The complicated and delicate process that HIV "uses" to put us ill?
Almost thirty years after the first cases of AIDS, we still do not know exactly how HIV destroys the immune system (!!!). But inflammation - sustained immune activation - is now seen as a key factor in the process in which they do their damage, much like fire under the tundra. The research is reviewing the way the virus is understood - and how it can be tackled more effectively and forcefully.
Untreated HIV infection is evidently from the onset of the epidemic haphazard demonstrated that, sooner or later, HIV easily causes a massive loss of CD4 cells and the immune defenses of the human body. If CD4 cell count drops to sufficiently low levels and HIV unfortunately does so easily, the body becomes easy prey for opportunistic infections and cancers that the previously healthy immune system can efficiently and quietly defeat in the highest part of the time.

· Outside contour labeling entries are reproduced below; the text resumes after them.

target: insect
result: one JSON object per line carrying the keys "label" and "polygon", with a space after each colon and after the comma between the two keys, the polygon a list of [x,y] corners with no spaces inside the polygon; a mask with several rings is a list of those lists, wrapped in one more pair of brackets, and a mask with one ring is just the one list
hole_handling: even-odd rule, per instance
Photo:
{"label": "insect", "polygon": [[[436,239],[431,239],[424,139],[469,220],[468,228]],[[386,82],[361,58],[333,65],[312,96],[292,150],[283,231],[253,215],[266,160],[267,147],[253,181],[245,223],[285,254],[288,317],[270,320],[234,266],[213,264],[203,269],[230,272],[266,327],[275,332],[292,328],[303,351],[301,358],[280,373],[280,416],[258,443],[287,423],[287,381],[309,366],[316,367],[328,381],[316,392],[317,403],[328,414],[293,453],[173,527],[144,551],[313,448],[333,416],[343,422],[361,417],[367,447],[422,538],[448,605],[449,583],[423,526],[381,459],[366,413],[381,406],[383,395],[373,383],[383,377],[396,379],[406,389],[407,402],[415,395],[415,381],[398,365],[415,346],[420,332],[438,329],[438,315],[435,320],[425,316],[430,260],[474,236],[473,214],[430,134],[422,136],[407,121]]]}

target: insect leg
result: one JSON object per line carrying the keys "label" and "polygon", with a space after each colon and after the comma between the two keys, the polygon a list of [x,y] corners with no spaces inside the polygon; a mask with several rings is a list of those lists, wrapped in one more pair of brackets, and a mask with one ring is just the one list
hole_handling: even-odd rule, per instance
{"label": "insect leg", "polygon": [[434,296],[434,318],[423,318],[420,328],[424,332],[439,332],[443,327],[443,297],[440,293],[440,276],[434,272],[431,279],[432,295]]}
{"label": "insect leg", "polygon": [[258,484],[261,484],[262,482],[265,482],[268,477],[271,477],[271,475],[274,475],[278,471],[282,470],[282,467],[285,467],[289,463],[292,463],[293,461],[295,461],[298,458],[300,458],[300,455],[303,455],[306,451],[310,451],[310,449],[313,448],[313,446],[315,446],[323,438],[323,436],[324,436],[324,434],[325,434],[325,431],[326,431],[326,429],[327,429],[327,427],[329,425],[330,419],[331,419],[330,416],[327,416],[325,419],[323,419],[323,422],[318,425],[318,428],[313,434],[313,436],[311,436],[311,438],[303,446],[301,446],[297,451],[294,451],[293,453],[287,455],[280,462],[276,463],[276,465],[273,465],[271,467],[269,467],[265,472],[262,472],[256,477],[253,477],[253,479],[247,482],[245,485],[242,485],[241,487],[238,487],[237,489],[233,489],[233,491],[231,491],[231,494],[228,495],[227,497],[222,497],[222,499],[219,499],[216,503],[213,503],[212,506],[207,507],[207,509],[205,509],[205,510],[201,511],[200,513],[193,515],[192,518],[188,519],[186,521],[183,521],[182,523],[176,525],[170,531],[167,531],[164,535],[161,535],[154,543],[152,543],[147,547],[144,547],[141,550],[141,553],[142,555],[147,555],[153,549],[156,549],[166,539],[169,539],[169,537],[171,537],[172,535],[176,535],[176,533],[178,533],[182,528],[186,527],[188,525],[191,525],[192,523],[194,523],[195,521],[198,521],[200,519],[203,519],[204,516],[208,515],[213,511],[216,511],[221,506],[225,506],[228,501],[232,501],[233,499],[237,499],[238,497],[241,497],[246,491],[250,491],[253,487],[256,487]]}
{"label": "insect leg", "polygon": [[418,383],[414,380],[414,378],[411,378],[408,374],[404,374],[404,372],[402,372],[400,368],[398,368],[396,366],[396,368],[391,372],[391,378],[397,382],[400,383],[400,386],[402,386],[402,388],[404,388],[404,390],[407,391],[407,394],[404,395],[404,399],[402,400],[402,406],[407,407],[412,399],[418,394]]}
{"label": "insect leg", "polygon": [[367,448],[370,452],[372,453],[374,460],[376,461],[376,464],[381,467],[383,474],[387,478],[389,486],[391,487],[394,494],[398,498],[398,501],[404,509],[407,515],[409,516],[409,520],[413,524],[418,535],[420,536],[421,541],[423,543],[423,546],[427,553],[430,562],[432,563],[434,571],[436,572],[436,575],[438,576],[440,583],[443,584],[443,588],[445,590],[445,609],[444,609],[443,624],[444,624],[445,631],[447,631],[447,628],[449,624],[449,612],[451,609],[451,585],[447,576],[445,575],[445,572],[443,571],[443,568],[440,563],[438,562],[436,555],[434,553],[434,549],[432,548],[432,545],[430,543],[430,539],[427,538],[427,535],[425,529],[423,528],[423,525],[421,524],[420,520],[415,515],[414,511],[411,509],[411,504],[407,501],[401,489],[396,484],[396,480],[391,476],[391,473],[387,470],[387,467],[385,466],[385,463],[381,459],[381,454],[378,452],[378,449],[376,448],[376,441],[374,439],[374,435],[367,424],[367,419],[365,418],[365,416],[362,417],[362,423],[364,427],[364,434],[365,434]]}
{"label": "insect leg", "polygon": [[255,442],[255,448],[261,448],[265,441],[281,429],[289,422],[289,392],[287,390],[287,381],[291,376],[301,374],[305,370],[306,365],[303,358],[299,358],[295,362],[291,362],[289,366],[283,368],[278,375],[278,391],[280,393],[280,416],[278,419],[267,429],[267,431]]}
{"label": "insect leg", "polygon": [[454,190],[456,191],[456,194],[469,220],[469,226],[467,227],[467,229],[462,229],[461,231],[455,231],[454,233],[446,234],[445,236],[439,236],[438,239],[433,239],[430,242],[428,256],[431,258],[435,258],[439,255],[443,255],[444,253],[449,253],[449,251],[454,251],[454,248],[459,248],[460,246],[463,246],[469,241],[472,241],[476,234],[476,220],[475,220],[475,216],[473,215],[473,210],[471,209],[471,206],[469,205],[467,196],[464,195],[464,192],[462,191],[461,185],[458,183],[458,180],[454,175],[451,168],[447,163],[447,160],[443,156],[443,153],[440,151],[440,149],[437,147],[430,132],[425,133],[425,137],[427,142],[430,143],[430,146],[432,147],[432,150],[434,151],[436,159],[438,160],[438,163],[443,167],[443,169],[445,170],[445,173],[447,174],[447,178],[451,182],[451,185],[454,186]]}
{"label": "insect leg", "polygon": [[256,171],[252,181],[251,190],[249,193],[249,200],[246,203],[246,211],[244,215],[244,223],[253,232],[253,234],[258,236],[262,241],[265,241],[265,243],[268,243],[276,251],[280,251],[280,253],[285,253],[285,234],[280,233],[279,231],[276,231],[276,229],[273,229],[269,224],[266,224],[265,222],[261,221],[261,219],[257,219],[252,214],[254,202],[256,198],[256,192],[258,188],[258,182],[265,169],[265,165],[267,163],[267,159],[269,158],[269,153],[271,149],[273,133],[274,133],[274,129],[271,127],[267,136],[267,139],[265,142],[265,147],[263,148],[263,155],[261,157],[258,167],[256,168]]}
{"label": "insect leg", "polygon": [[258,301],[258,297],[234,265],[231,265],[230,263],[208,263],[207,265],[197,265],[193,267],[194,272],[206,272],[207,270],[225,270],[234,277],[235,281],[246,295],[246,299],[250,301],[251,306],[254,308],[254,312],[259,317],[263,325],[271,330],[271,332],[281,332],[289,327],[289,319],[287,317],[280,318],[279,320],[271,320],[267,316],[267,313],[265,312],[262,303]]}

Perhaps, surprisingly, and yet not fully understood, the process as HIV depletes CD4 cells. In addition, while antiretroviral treatment has enabled people living with HIV to remain healthy, with better white blood cell counts with the CD4 Receptor, in those who are medicated and have at least 90 five percent (in fact, my membership is one hundred percent, but can still have an overwhelming life annihilated, people's lives are at risk of contracting or developing opportunistic infections such as cytomegalovirus (CMV) retinitis) , which can cause the person to lose sight and their ability to see becomes inferior in quality and acuity, which can leave him completely blind in an irretrievable way and there is, for example, Pneumocystis pneumonia ( PCP), problems such as cardiovascular diseases (I, Cláudio Souza, suffered two pulmonary embolisms, one of which was mass, as well as generalized kidney diseases. anti-retroviral therapy - such as increased cholesterol - do not fully explain such complications: HIV infection itself is now understood to significantly increase metabolic risks.
Several emerging concepts can shed some light on these issues. Inflammation - the prolonged state of immune activation resulting from the ongoing immune system of battle with the virus - appears to be a key factor of metabolic disorders and cardiovascular diseases (my pulmonary embolism has been triggered by these triggers). The research also revealed that the digestive tract may play a much larger role in the progression of HIV disease than previously done and in fact may be one of the strongest sources of immune activation.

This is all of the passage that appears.